We ask that you do the same thing again, this time knowing a destination. After entering the destination and cueing the app to direct you, where do you start?
That’s right. You start exactly where you are at that moment. Only then can you roadmap and navigate to your destination. The way you map out where you currently are from a branding standpoint is by investigating.
Investigate | inˈvestəˌɡāt | to carry out a systematic or formal inquiry to discover and examine the facts so as to establish the truth. In a branding context, this means finding out if who you are matches up with who you want to be. Diving deeper, it will unearth where the disconnect is and what’s causing it. Thankfully, there are steps that make it easier.
When police interview people, they ask the same questions to individuals to see where there is consistency and eventually uncover the truth. The same process works for finding out what the current perception of the brand is, minus the spotlights and dark rooms, of course.
Some common questions that will be asked are:
“Why are we in business apart from making money?”
“What business are we in?”
“How is the world better because of us?”
“What is the value we bring to our customers?”
“How are we different within our industry?”
“What is our mission?”
“Why did you choose this company over x?”
“What does this brand make you feel?”
The phrasing of the question might vary depending on the recipient (i.e. employees vs customers), but what you are looking for is alignment. If the answers are all over the place, then the brand needs to be defined ASAP. As far as methods, these are best conducted in person or over the phone. Surveys and digital forms could work, but the interpersonal connections yield greater results and allow for clarification.

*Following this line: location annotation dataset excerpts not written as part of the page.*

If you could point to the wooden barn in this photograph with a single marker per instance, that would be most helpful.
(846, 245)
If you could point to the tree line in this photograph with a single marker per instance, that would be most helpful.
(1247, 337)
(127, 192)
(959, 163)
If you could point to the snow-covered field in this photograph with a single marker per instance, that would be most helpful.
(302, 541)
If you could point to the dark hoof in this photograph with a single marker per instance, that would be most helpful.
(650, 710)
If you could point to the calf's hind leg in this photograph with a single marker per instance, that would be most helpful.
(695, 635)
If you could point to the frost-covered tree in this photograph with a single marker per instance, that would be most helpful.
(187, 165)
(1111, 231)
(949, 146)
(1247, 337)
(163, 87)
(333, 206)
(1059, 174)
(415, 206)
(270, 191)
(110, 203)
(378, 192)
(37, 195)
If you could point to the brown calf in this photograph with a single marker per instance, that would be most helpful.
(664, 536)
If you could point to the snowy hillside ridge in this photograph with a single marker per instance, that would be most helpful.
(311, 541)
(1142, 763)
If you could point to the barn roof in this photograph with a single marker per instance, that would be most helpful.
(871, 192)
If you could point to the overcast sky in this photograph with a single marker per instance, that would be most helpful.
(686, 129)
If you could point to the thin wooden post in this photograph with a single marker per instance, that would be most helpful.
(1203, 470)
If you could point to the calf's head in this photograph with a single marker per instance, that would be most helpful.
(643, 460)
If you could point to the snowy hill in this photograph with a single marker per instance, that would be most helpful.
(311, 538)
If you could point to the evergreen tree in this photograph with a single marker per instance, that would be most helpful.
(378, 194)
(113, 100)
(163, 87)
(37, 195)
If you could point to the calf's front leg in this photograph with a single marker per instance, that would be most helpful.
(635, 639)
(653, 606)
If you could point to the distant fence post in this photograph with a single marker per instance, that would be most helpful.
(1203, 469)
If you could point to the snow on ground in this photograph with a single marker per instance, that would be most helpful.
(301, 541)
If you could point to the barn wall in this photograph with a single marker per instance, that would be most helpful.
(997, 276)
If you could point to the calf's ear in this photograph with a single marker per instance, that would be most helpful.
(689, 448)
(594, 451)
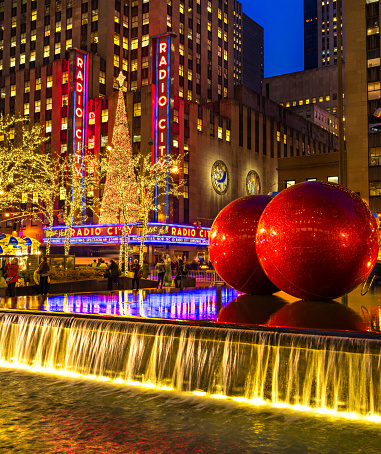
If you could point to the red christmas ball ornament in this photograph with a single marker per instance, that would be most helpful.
(317, 240)
(318, 315)
(250, 309)
(232, 245)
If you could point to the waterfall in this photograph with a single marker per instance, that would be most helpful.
(320, 372)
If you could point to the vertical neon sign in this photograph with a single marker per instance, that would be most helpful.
(79, 65)
(162, 115)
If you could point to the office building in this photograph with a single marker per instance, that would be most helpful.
(320, 33)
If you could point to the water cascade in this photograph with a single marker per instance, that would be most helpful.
(321, 372)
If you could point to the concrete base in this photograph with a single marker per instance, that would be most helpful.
(85, 286)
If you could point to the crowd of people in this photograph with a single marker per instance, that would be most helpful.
(165, 268)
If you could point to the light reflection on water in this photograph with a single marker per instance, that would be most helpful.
(196, 304)
(48, 414)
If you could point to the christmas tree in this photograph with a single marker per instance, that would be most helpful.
(120, 200)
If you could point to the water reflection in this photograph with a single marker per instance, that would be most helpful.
(196, 304)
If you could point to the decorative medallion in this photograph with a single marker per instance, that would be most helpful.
(220, 177)
(253, 183)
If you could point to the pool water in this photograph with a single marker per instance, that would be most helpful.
(195, 304)
(41, 413)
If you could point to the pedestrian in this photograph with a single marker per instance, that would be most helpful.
(145, 269)
(181, 271)
(135, 268)
(113, 275)
(160, 268)
(43, 271)
(168, 273)
(12, 271)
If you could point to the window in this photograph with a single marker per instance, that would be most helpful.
(104, 116)
(104, 140)
(48, 126)
(137, 109)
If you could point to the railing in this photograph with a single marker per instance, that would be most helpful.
(199, 275)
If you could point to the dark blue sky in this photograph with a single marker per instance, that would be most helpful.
(283, 24)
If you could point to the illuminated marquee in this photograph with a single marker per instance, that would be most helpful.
(110, 234)
(162, 80)
(79, 64)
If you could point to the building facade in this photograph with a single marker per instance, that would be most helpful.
(363, 98)
(320, 33)
(315, 86)
(180, 93)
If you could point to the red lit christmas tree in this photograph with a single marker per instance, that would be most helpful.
(120, 203)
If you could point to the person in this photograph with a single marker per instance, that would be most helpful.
(160, 268)
(113, 275)
(135, 268)
(12, 271)
(43, 271)
(168, 273)
(181, 271)
(145, 269)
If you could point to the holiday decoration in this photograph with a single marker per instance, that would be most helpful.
(250, 309)
(323, 315)
(120, 204)
(232, 245)
(317, 240)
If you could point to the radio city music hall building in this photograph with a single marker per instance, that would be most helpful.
(184, 70)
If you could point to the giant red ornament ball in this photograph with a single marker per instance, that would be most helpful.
(232, 245)
(317, 240)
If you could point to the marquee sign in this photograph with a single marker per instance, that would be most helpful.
(163, 100)
(78, 98)
(110, 234)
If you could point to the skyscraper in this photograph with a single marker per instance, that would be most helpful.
(320, 33)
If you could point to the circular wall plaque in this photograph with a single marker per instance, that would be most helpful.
(220, 177)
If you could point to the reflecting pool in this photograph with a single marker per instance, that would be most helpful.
(195, 304)
(49, 414)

Nothing should be left off the table, review everything from the logo, website, and social posts to pamphlets and business cards. There should be a clear sense of uniformity and cohesion between everything.
All of these elements are surface level representations of the brand. They reflect what is happening behind the scenes. When these are being reviewed, visual alignment and consistency are the areas of focus.
Does all of the marketing material look like it came from the same place?
Is it current and modern?
Does it evoke the emotions you need it to?
If the company has multiple sub brands, are they organized effectively?
Alongside the marketing audit, a focus on verbal and written communication evaluates how the brand sounds to the outside world. This audit covers big elements like the name(s) of a brand or videos and smaller ones like social media posts. Here are some of the overarching questions to consider:
Is our name easy to remember?
Is our name a reflection of who we are or what we do?
Is our big idea/mission clear?
Does the brand sound human/relatable?
Is our phraseology and syntax cohesive?
The brand is a culmination of experiences, every interaction counts. What this part of the investigation will do is unearth some of the weak points when engaging with customers. For example, what happens when someone submits a form on your website or when they walk into your office? Pinpointing exactly what this looks like is contingent upon each company, but a general outline would be a walkthrough of your customer and employee experiences. All of them.
How did you find out about this brand?
What happened when you did?
Why do you care about it?
What happens when you become a customer/user?
How easy is it to purchase a product/book a service?
What is the onboarding process?
How do employees learn about the brand?
After an in-depth look at your own brand, it’s time to see where you stand next to your competitors. Differentiation is the trickiest part of the entire investigation and the most humbling. Even if all of the previous elements are to spec, homogenized brands will not get far. Without getting overly complicated, we answer the simple question, “is there a clear and distinct difference between our competitors and us?”
This difference must be present from the getgo and easy to identify. Not a comparison of services, price, USP or any of that shit, how are you intrinsically different? If you cannot answer that question, you need to change.
Investigating your current brand is the only way to make a path forward. Yes, you can jump right into a rebrand with assessing the current one, but that is no different that asking a doctor to perform surgery without diagnosing first.
Gather up all those assets and dive deep.